Zakaria Boualem : "Les langues qui sont écrites ne sont pas parlées et les langues qui sont parlées ne sont pas écrites, c’est formidable."

Par Réda Allali

Mes bons amis, Zakaria Boualem vous souhaite la bienvenue. Commençons tout de suite par une bonne nouvelle. M. Chabat, que Dieu lui vienne en aide, a proposé que l’anglais devienne notre seconde langue officielle. C’est une excellente initiative, qu’il convient de saluer avec enthousiasme. On reproche trop souvent aux hommes politiques de notre paisible contrée de manquer d’idées, en voilà donc une.  Mais une telle décision devrait être précédée d’une petite réflexion, et dans le but d’enrichir le débat et de participer à la construction du Maroc moderne, social et andalou, voici un petit bilan linguistique de notre pays. Normalement, cette tâche devrait être réalisée par une commission penchée, mais notre héros, par souci d’économie et d’efficacité, s’y est attelé seul, tel le cheval. Pardonnez-lui donc le manque de rigueur, il fait ce qu’il peut, et merci.

Bilan linguistique, Maroc, début du 21e siècle. Nous avons une langue officielle, l’arabe. Rigoureusement personne ne l’utilise au quotidien pour parler. Nous avons une langue que tout le monde parle, la darija, mais qu’on ne peut pas écrire officiellement. Dans la sphère privée, certains l’écrivent tout de même en caractères latins augmentés de chiffres, ou en caractères arabes. Il paraît même que ce n’est pas une langue. On se demande comment font ceux qui n’ont que celle-là pour passer toute une vie sans langue, mais passons.

Nous avons une troisième langue, elle-même subdivisée en trois catégories, qui est l’amazigh. Elle est aussi officielle, mais n’est écrite nulle part. Il est intéressant de constater que même ceux qui la pratiquent quotidiennement – soit une bonne partie de la population – est incapable de la déchiffrer.

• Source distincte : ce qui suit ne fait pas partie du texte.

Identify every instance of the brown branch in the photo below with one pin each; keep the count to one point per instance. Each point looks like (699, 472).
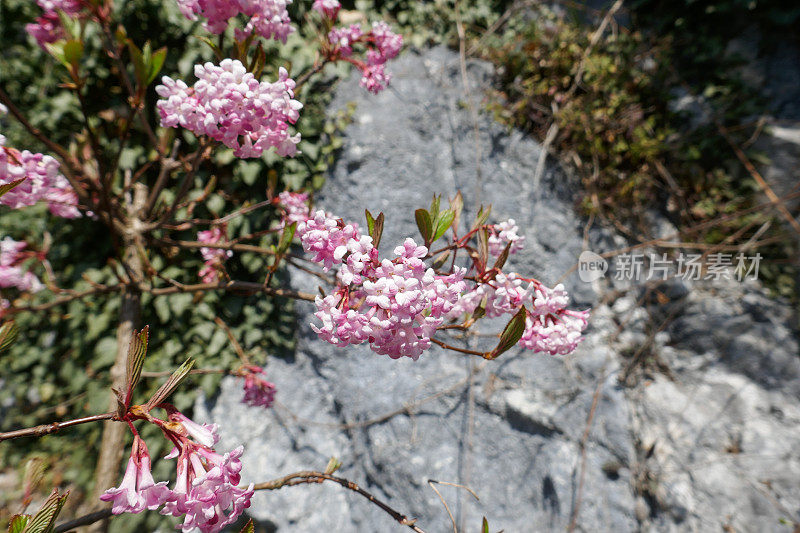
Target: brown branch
(85, 520)
(246, 286)
(460, 350)
(102, 289)
(777, 202)
(46, 429)
(299, 478)
(36, 132)
(196, 371)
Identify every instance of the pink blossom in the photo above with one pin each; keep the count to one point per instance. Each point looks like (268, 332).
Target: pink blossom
(228, 104)
(206, 492)
(396, 309)
(42, 182)
(268, 18)
(258, 392)
(554, 333)
(205, 434)
(138, 491)
(213, 257)
(47, 28)
(12, 272)
(381, 45)
(327, 8)
(503, 233)
(328, 238)
(295, 205)
(387, 43)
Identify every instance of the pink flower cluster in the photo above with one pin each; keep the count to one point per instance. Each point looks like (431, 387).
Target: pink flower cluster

Nous avons une langue qui n’est pas officielle, le français, parlée par une minorité, et qui porte l’essentiel de la communication écrite professionnelle. On ne la parle pas beaucoup, mais on l’écrit souvent, ce qui donne régulièrement quelques attentats visuels sur la devanture des échoppes. De plus en plus apparaît l’anglais qui, paraît-il, nous ancre dans le futur et devrait, selon M. Chabat, intégrer la liste des langues citées plus haut.

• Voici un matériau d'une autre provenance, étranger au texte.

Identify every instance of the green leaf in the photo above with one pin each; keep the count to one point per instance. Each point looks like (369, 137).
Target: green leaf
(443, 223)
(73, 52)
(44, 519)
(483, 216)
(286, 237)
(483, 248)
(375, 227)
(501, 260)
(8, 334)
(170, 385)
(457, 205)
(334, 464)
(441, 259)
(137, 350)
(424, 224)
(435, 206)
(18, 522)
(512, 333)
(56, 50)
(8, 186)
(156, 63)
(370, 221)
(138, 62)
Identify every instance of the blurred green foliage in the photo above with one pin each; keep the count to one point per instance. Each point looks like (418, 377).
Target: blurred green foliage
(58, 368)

Conclusion : les langues qui sont écrites ne sont pas parlées, les langues qui sont parlées ne sont pas écrites, c’est tout simplement formidable, et merci.

Question : comment aurait-on pu faire plus compliqué ? Il est désormais évident que l’organisation de notre pays n’est pas régie par la rationalité, il faut l’accepter sans faire de chichis. Ce n’est pas très grave, finalement. Si on accepte que l’efficacité n’est pas un critère très important, les portes du délire s’ouvrent grand pour accueillir notre puissante créativité. On peut donc militer pour le chinois ou le russe, the sky is the limit, and thank you. Au lieu de viser l’efficacité, il faut plutôt s’intéresser au monde des records, celui de l’absurde, ou de l’irrationnel, nous y avons un vrai avenir.

Zakaria Boualem en était à ce point de son raisonnement, positivant dignement et construisant les bases d’un Maroc moderne, social et méditerranéen, lorsqu’il s’est souvenu d’un prof de sa jeunesse qui répétait souvent que «la langue est la maison de la pensée». On peut donc être positif et se dire que nous avons plein de maisons, c’est d’ailleurs bien le souhait de tous les Marocains. Ou on peut geindre et signaler que nous en sommes encore à essayer de construire notre maison de la pensée pour penser dedans, que nous sommes un peu en retard sur le reste du monde qui a réglé ces problèmes de construction il y a un siècle ou deux. C’est une question d’attitude dans la vie, les deux raisonnements sont valables.

Voilà, c’est fini, le Guercifi vous laisse réfléchir à tout ça, il doit vous quitter, il a quelques langues à apprendre dans les jours qui viennent.

Et merci. Wa Chokrane. Tanmirt Noun. And Thank you. I spasibo. Xièxiè nî. etc.